13. Na mesma escritura, o FF (ali terceiro outorgante) declarou que “aceita o presente contrato e que a tradição se verificou na data referida.”
14. Mais ficou exarado pelo Sr. Notário que: “Arquivo no maço respectivo: […] c) - Os conhecimentos de sisa números 621/605, 627/611 e 614/598, todos emitidos Repartição de Finanças deste concelho, respectivamente em 7 de Julho de 1988 e 6 os mesmos mês e ano.”

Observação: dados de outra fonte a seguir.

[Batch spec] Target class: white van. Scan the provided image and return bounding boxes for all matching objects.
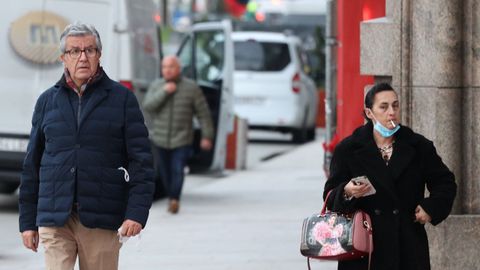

15. Por escritura de compra e venda lavrada em 28/06/1988, no Cartório Notarial Local 2, de fls. 88 verso a fls. 89 verso do Livro de Escrituras Diversas n.º ...8-E, os ali primeiros outorgantes PP e mulher QQ declararam que: “por esta escritura, confirmam a venda verbal que em nove de Maio de mil novecentos setenta e sete, fizeram ao segundo [FF], com imediata tradição da coisa, pelo preço de vinte e dois mil duzentos e sessenta escudos, então recebido, do lote de terreno para construção urbana, com a área de duzentos e dez metros quadrados, correspondente ao lote número ... da planta, sito no Bairro 1, freguesia Local 4, deste concelho, descrito na Conservatória do Registo Predial Local 2 com o número ... daquela freguesia, lá registado a seu favor pela inscrição Y... e com autorização de loteamento registado pela inscrição número onze mil e cinquenta e nove-Pm. O referido lote está omisso na matriz, dada a sua natureza e fins.”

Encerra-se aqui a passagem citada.